I'll join the chorus in praise of the Amazon series Transparent (watching Season 1, through first 5 episodes), a series that I would have thought to be sensational and exploitative and not especially appealing but it's none of the above. Summary can't really do it justice because if I tell you this is a series about an LA family in which the father - a divorced, retired college professor - is gradually coming out to his 3 adult kids as trans and that each of kids has significant sexual-relational problems of his/her own - it sounds like a melodrama or old-fashioned soap opera doped out with contemporary sexual terminology. It's much more than that and much simpler. Each of the characters is completely recognizable and believable - as types, and as individuals. Our sympathy for them varies - and fact probably varies among viewers - but our interest in them never wanes. The director Jill Soloway conveys an incredible range of mood and emotion in each 30-minute episode - humor, sexuality, anger, sorrow. She handles some really serious and complex issues w/out a moment of condescension or exploitation and with a great deal of sensitivity toward the central character, Maura, as she navigates her new world. Some of the extraordinary short scenes include the moment when older daughter Sarah first sees her father in a dress and wig; flashback scenes when we see a younger Maura leading a secret life as a cross-dresser; Maura's first visit to a shopping mall; and the moment in a restaurant when an old-time family friend tries to flirt with a young girl (also a trans), recognizes Maura, and is humiliated and ashamed while she keeps her cool and her dignity - painfully so, however.

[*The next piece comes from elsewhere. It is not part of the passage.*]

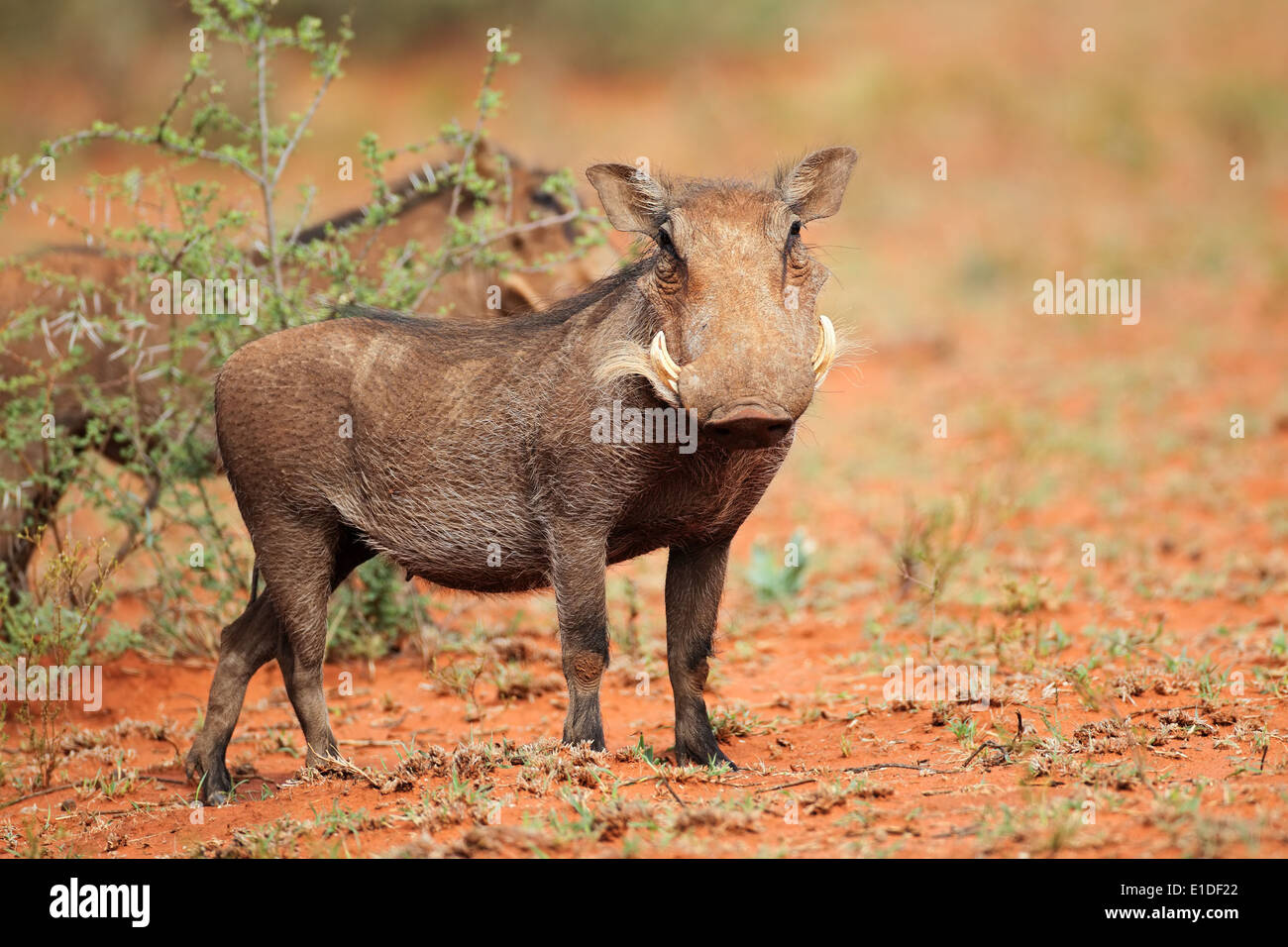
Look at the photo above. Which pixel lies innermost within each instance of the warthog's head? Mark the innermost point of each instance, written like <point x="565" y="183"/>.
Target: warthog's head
<point x="741" y="343"/>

A note on another very popular series that we abandoned after 2+ episodes: There's nothing really wrong with Justified, plenty of action and reasonably good entertainment with appealing and attractive lead characters, but maybe that's part of the problem: This series never seemed to me an authentic depiction of life and crime in Appalachia nor of the life and work of a federal marshal. The characters are cast right out of the Hollywood glamour mold and just don't ring true. Essentially, based on the first 3 episodes, each is a pretty good hour-long crime story, but the series lacks the crucial element that makes a series work: an on-going plot line that develops, evolves, and keeps us engaged over multiple episodes.